A method for producing ferronickel and removing chromium from nickel laterite ore, including the following steps: (1) subjecting the nickel laterite ore to ore washing and separating to obtain an ore slurry and a mineral aggregate, adding an alkali liquor and a bromate and introducing oxygen to the ore slurry to allow oxidation leaching, and then conducting solid-liquid separation to obtain a solid and a chromium-containing filtrate; (2) subjecting the solid obtained in step (1) to washing and solid-liquid separation to obtain a solid phase and washing water, and mixing the solid phase with quicklime and a reducing agent to obtain a mixture; and (3) subjecting the mixture obtained in step (2) to roasting and smelting successively to obtain a finished ferronickel product. The method achieves enrichment of chromium, and produces ferronickel through smelting of the nickel laterite ore while removing the impurity chromium, protecting the safety of a furnace.

Claims

1. A method for producing ferronickel and removing chromium from nickel laterite ore, comprising the following steps: (1) subjecting the nickel laterite ore to ore washing and separating to obtain an ore slurry and a mineral aggregate, adding an alkali liquor and a bromate and introducing oxygen to the ore slurry to allow oxidation leaching, and then conducting solid-liquid separation to obtain a solid and a chromium-containing filtrate; (2) subjecting the solid obtained in step (1) to washing and solid-liquid separation to obtain a solid phase and washing water, and mixing the solid phase with quicklime and a reducing agent to obtain a mixture; and (3) subjecting the mixture obtained in step (2) to roasting and smelting successively to obtain a finished ferronickel product.

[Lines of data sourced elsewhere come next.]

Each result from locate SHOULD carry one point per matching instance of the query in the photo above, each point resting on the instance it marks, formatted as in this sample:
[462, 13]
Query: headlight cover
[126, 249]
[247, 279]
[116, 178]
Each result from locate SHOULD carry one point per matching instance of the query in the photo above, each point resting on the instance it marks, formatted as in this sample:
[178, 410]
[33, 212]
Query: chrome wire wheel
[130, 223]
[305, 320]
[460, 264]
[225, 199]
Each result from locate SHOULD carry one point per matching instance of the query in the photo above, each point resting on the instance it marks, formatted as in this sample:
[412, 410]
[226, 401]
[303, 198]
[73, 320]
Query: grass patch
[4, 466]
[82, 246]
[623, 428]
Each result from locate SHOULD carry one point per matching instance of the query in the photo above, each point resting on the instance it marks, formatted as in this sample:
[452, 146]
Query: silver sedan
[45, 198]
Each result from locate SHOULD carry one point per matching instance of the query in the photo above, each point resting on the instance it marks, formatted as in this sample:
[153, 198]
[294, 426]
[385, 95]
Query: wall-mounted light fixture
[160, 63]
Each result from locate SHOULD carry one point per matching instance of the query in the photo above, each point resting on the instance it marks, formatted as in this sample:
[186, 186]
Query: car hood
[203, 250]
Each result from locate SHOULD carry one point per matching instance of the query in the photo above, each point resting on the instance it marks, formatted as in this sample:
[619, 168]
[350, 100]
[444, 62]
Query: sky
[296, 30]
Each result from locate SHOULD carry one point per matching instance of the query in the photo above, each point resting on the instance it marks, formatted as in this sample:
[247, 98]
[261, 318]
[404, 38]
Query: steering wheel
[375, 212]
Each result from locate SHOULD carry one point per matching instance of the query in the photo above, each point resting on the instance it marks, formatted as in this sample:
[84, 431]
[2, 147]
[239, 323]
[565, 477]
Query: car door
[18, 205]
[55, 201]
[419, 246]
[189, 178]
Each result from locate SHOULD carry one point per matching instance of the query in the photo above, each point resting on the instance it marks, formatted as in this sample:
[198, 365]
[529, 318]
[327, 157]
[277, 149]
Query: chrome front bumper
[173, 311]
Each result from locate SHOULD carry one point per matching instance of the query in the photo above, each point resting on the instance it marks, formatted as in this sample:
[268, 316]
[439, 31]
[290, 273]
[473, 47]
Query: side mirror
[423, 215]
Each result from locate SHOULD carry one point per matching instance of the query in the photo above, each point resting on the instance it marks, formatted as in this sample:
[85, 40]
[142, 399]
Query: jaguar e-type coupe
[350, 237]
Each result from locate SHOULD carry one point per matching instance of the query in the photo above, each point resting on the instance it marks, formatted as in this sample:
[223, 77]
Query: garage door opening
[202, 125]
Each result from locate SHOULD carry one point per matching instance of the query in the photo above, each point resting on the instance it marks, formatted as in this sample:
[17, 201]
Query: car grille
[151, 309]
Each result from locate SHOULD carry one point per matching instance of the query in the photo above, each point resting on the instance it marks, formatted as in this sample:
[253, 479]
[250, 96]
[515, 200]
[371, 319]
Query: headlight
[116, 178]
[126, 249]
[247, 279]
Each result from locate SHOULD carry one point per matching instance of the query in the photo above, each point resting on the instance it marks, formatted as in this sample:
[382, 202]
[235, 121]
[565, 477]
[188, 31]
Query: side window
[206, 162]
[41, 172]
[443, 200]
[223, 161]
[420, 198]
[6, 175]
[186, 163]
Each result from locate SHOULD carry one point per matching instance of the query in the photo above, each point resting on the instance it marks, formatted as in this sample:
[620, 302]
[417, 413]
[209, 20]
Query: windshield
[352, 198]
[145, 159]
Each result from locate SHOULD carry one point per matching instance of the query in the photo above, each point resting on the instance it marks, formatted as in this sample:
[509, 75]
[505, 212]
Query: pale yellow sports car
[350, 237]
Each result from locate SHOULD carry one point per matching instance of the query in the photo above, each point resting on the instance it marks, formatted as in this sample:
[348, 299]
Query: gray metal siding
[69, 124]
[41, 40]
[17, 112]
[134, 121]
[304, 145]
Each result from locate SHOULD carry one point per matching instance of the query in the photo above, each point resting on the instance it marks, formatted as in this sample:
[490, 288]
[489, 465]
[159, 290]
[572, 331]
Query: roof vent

2. The method for producing ferronickel and removing chromium from nickel laterite ore according to claim 1, wherein in step (1), the ore slurry has a solid content of 10% to 25%.

3. The method for producing ferronickel and removing chromium from nickel laterite ore according to claim 1, further comprising: subjecting the mineral aggregate obtained in step (1) to crushing and re-separation in a shaker to obtain chromium concentrate and tailings, and returning the tailings for the ore washing.

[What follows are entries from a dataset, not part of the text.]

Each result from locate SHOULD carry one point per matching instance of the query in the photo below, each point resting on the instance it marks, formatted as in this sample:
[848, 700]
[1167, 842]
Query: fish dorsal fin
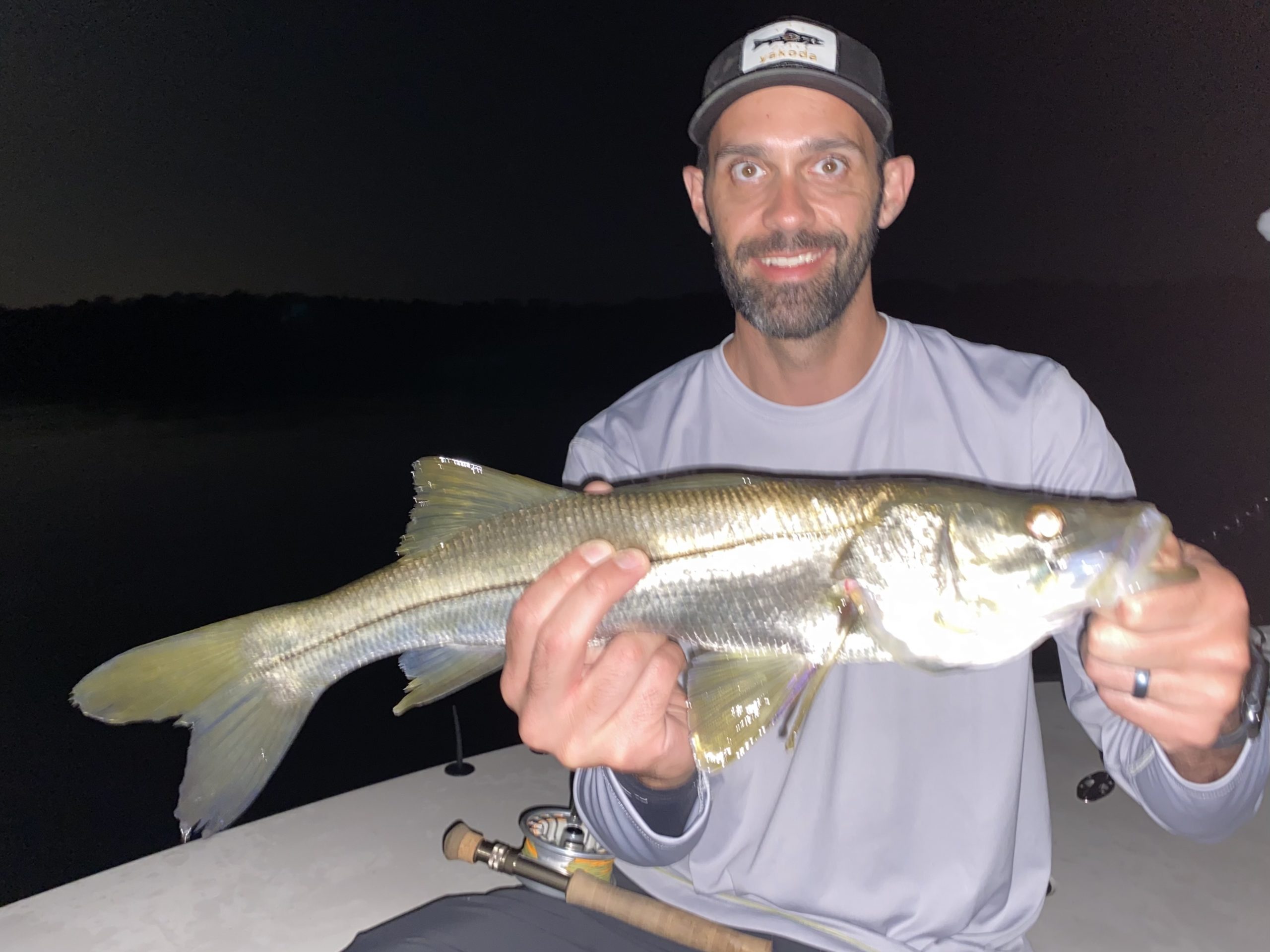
[452, 495]
[693, 480]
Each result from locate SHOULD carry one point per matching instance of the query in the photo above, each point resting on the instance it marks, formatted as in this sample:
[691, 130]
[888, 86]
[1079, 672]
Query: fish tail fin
[242, 724]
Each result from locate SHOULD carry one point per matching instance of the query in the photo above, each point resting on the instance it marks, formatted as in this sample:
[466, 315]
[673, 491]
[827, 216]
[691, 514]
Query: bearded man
[912, 814]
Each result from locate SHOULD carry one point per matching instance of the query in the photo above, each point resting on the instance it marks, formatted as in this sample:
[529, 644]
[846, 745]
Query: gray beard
[801, 310]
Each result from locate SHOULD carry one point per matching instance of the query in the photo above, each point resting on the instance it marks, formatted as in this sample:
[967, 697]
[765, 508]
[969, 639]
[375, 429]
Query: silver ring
[1141, 679]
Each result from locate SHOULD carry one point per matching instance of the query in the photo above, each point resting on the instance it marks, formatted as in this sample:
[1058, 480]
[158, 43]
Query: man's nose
[788, 210]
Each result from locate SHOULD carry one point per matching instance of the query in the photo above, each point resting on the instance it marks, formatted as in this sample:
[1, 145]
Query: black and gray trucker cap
[801, 54]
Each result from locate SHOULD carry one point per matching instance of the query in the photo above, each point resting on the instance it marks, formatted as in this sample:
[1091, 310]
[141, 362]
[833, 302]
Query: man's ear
[695, 184]
[897, 183]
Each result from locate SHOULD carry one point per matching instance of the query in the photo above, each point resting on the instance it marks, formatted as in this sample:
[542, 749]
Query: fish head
[976, 579]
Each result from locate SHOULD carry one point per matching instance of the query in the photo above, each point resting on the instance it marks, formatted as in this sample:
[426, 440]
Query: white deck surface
[310, 879]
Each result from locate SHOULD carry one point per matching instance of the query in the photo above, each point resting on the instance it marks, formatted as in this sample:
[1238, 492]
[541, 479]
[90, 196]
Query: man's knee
[475, 922]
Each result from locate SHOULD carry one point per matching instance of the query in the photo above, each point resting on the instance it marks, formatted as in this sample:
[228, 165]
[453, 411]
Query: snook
[765, 583]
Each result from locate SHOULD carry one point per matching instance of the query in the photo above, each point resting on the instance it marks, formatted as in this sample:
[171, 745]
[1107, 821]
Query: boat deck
[308, 880]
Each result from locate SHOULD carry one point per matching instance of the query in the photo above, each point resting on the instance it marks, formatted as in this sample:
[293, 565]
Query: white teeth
[806, 258]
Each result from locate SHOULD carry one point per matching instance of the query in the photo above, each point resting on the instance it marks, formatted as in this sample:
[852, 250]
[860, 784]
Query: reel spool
[557, 838]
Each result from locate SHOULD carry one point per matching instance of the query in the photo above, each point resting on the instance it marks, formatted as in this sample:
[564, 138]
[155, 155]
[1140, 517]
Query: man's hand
[618, 708]
[1194, 640]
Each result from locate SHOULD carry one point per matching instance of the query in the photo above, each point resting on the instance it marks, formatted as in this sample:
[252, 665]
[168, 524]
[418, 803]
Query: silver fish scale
[741, 569]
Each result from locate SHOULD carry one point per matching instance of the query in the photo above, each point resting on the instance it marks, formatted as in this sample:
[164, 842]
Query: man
[913, 813]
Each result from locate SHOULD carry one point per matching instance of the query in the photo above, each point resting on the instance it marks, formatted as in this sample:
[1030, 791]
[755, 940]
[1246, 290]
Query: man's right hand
[619, 708]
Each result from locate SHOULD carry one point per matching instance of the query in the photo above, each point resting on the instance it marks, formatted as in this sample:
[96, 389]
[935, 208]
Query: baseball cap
[801, 54]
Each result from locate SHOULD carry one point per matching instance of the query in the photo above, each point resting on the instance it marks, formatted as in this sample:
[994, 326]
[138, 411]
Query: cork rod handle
[658, 918]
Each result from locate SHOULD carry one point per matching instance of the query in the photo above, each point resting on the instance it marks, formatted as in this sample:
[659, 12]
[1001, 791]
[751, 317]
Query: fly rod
[461, 842]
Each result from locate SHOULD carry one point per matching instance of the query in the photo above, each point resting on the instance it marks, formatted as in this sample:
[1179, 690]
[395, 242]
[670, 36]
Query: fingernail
[595, 551]
[631, 559]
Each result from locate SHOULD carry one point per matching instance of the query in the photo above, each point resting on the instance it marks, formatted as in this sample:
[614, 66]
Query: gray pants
[517, 919]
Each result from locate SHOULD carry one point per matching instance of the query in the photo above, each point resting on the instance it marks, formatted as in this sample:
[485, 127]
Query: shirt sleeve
[1072, 451]
[638, 826]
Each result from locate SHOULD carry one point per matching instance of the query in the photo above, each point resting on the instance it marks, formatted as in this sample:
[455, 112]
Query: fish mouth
[1130, 567]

4. The method for producing ferronickel and removing chromium from nickel laterite ore according to claim 1, wherein in step (1), for the oxidation leaching, a mass ratio of the alkali liquor to the bromate to the ore slurry is (0.5-1):(1-2):100.

5. The method for producing ferronickel and removing chromium from nickel laterite ore according to claim 1, wherein in step (1), the oxidation leaching is conducted under an enclosed condition, and a pressure of the oxygen is 1.5 MPa to 4 MPa.

6. The method for producing ferronickel and removing chromium from nickel laterite ore according to claim 1, wherein in step (1), the oxidation leaching is conducted at a temperature of 100 C. to 150 C. for 1 h to 5 h.

7. The method for producing ferronickel and removing chromium from nickel laterite ore according to claim 1, wherein the washing water obtained in step (2) is returned to step (1) for the ore washing.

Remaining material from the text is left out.